I'm trying to implement a complicated GPGPU operation using DirectX 11 (Tried DirectCompute/CUDA with limited success). I'm making good progress, but the bottleneck is uploading the data to the GPU and downloading the results from the GPU. Basically my operation involves:
- Uploading a 128x64 float4 texture to the GPU
- Render a 64x64 full screen quad with a trivial pixel/vertex shader
- Download the resulting 64x64 float4 frame buffer
It seems like I should be able to get much faster bandwidth than this (1ms per job means I can only perform 16 "jobs" in a 16ms frame ), given the published bandwidth numbers of this kind of card. Am I being too optimistic about how long this kind of thing should take ? Or I am doing something dumb in my DirectX code ?
I'm uploading my input data as a 64x128 DXGI_FORMAT_R32G32B32A32_FLOAT texture. I create the input texture with usage D3D11_USAGE_DYNAMIC and CPUAccessFlags D3D11_CPU_ACCESS_WRITE. To write my data I map the texture (passing in usage as D3D11_MAP_WRITE_DISCARD) and do a memcpy.
To download my result I create a 64x64 render-target texture (also DXGI_FORMAT_R32G32B32A32_FLOAT) with usage D3D11_USAGE_DEFAULT and CPUAccessFlags 0. I use CopyResource to copy the RT to a second staging texture (Usage D3D11_USAGE_STAGING, CPUAccessFlags D3D11_CPU_ACCESS_READ). then do a map on the staging texture.
In order to get some parallelism (and hopefully some kind of pipelining where one operation is uploading while one is downloading) I tried several things.
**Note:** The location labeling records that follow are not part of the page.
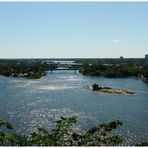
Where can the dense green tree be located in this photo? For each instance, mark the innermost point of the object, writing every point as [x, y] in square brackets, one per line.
[64, 135]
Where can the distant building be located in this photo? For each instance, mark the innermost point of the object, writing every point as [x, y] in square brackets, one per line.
[146, 59]
[121, 57]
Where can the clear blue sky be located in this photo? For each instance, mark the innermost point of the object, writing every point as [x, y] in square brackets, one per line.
[67, 30]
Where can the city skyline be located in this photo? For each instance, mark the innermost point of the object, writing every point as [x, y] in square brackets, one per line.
[73, 29]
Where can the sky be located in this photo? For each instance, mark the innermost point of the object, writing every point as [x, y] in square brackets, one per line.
[73, 29]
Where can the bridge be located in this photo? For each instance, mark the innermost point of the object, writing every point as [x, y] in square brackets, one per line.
[72, 67]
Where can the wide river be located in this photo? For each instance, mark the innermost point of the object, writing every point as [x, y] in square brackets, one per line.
[29, 104]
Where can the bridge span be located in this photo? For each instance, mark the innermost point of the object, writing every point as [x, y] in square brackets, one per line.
[71, 69]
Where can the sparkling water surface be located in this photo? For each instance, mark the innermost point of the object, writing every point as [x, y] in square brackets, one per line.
[29, 104]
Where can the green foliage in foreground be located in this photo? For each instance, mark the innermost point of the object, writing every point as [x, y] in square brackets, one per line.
[63, 135]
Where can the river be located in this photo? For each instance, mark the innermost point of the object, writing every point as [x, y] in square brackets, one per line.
[29, 104]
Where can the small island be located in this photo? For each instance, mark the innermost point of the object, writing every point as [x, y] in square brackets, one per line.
[109, 90]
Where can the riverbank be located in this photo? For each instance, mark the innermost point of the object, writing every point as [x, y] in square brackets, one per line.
[108, 90]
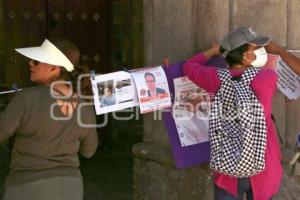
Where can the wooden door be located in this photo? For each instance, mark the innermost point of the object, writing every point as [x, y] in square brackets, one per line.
[28, 23]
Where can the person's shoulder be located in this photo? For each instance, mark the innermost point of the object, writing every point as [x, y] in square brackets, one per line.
[268, 73]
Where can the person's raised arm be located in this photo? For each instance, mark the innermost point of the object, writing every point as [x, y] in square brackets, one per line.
[292, 61]
[203, 76]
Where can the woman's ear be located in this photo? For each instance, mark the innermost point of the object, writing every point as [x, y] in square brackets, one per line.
[248, 57]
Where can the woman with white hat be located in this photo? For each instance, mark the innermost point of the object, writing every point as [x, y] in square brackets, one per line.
[49, 126]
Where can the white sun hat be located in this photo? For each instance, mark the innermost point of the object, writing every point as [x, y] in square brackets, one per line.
[47, 53]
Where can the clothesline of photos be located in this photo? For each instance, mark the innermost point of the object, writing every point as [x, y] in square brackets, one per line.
[148, 88]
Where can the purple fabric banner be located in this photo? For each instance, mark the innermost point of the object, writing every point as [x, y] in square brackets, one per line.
[194, 154]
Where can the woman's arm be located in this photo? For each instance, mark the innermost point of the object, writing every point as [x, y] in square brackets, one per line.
[12, 116]
[292, 61]
[204, 76]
I have tried having several sets of input/output/RT textures, invoking the draw, etc. commands on all of them, then doing the RT map/unmap. I've also tried doing the same except using deferred contexts to do the upload via a command list built in a different thread. But can't average any faster than 1ms per job no matter how many concurrent jobs I try and run.
Any ideas ? I can include more source code if anyone is interested.